As a physician who left clinical medicine because of burnout and as a writer, I’m drawn to stories of physicians whose professional and personal lives have improved after reasoned interventions. So my ears jumped to attention earlier this month when a colleague at a summit on physician burnout described the positive results his practice had achieved in reducing burnout. Read Pierce, MD, is interim director of the Hospital Medicine Group (HMG) and is the associate director of the Institute for Healthcare Quality, Safety and Efficiency at the University of Colorado.
Leaders in HMG, a hospital-based internist group that includes 85 physicians, physician assistants, and nurse practitioners, conducted a detailed survey three years ago as the first step in an effort to better understand the existing culture at work. The survey gathered information from frontline clinicians on engagement, satisfaction, burnout, mentorship, safety culture, and other topics. Results indicated that 45 percent of clinicians were experiencing some degree of burnout. Initially, leaders were unsure how to respond to the results, but they made a firm commitment to action, in part based on frustration with prior institutional surveys in which similar challenges were identified but little definitive change followed.
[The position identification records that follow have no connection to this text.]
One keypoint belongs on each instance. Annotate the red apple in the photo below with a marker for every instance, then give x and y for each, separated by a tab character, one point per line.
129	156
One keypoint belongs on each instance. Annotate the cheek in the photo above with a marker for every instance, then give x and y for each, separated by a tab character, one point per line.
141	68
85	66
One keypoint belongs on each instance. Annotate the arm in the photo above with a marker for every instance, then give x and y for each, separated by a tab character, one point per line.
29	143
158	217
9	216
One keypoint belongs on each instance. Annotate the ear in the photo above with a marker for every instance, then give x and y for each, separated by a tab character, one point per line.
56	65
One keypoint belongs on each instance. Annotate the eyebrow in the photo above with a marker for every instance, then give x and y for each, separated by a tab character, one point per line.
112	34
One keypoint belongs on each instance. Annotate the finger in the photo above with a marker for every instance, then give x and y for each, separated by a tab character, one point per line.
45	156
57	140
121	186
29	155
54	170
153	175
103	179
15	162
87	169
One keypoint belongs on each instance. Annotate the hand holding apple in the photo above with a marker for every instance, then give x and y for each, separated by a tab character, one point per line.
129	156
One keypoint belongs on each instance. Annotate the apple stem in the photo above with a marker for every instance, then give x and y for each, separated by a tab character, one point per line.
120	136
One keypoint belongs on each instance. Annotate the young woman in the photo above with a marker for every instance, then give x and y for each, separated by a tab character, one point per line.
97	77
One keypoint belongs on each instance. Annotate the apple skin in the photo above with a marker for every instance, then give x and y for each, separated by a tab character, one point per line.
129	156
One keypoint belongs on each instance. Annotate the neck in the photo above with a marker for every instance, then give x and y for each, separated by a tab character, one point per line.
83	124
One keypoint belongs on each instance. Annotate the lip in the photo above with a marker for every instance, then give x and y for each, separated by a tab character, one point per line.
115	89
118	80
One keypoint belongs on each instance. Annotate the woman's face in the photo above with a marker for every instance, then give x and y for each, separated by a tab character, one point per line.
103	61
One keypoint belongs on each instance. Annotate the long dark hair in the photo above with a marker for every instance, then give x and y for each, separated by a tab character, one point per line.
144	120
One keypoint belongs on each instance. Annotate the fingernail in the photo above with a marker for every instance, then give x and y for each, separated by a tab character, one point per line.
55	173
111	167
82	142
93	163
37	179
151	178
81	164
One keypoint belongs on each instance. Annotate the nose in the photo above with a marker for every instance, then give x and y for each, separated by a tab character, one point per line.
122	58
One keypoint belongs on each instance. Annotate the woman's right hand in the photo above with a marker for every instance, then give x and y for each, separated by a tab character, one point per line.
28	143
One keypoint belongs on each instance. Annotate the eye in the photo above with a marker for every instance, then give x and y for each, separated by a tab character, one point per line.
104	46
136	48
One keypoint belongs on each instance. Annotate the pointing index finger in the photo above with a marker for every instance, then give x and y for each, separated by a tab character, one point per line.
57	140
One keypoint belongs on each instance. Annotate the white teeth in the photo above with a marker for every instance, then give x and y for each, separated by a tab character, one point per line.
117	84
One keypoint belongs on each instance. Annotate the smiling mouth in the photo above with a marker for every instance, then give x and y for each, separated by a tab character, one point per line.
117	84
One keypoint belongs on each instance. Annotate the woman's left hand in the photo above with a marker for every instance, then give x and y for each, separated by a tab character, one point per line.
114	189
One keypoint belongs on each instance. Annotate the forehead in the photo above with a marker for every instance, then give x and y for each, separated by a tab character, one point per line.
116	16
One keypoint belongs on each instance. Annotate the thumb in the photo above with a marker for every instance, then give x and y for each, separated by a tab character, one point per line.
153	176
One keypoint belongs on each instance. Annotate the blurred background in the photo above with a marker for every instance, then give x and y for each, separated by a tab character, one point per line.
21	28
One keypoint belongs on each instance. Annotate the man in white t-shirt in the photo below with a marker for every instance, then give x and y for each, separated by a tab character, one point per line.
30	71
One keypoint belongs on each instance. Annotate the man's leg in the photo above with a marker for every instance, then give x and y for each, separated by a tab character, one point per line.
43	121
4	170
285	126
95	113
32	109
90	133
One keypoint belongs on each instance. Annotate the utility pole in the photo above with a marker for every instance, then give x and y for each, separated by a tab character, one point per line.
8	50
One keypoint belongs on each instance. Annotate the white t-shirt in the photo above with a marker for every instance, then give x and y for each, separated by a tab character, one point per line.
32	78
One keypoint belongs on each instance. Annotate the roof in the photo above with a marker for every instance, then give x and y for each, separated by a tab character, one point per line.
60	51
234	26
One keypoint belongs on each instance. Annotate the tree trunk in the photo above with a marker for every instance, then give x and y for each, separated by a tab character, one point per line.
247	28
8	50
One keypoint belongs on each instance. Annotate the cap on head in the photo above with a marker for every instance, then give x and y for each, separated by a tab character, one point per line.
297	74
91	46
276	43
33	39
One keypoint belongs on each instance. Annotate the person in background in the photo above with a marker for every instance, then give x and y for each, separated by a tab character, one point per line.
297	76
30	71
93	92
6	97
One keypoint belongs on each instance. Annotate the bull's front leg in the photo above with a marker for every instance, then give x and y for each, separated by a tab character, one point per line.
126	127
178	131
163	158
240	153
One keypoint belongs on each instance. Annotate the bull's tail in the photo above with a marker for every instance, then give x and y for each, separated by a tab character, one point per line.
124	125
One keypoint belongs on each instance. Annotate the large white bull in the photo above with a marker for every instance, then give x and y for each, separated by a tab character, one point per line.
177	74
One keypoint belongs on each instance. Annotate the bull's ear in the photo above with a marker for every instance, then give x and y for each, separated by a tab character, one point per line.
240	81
Pierce told me that the group sifted through the data and brainstormed on possible interventions. Over time, they chose 13 (an interesting number!) to take on. Here are three of them:
1. Incubating joy. The practice developed an “HMG Incubator,” a group headed by three physicians that focused on identifying ways to increase joy and sustainability at work. Pierce told me that the group initially assumed their work would be primarily about removing things, specifically the daily frustrations and barriers that heighten stress levels. Instead, they uncovered a hunger for “what’s missing” — like camaraderie, quiet time, and regular access to healthy food. Rather than choosing to be free of their pager for 30 minutes of catch up time, clinicians elected to focus on redesigning their workspaces. They created a low-cost program to make healthy food available in their common workspace (avoiding the walk to and from the cafeteria made healthy snacking doable). They are currently working on ways to provide both quiet space and social space, so people can more easily rejuvenate during the day and also know where to find colleagues when they need to talk.
2. Positive mentoring. HMG did away with the typical talk-with-the-boss evaluations once a year, which historically focused on comparison with peers and “what you didn’t do.” Instead, the group built an ongoing mentorship program. Mentors help clinicians identify their areas of professional passion and invest in growing relevant skills. Now, the typical conversation is focused on what strengths people bring to the table, what gets them excited, and how the group can help each person do more of that type of work, at work. According to Pierce, this shift has increased the sense of support and also made it easier for leaders to look for opportunities to pass along to individuals, based on the unique passions of the clinicians in the group.
3. Redesigning work processes based on core values. The group also revamped troublesome work processes. For example, the scheduling system for clinical shifts had been a growing source of friction for the physicians. There was ongoing tension between wanting a set clinical schedule well in advance yet also needing flexibility to meet other professional and personal obligations. Moreover, physicians often felt “disrespected” when the final schedule was released — left with the sense that schedule preferences were not taken into account fairly across the group. About 18 months ago, the group decided to change the process — and to base the redesign on the core values of the group, which include respect, collaboration, work-life balance, and ongoing improvement. A work group interviewed all the clinicians in HMG about the scheduling process. They specifically focused on how the schedule could better represent the values of the group. They drafted a set of guidelines for scheduling that includes a transparent method for building a schedule that is more equitable in balancing individual preferences and the groups’ needs in terms of creating a schedule well ahead of time.
Were these interventions effective? Pierce told me that in the course of three years, the burnout rate in the practice has dropped from 45 percent to the low 30s. Turnover has decreased by 50 percent. Reported psychological safety has doubled, and more than 90 percent of people now report a strong sense of collaboration with peers. I think many physician practices would love to achieve such improvement, and many physicians would be thrilled to work in a practice so committed to their professional and personal well-being.
As for this writer hungry for hopeful stories about physicians, I’m excited to hear that hospitals and practices that are beginning to get it: Clinicians need better places to work to do the kind of healing we ask them to do — and that every patient deserves.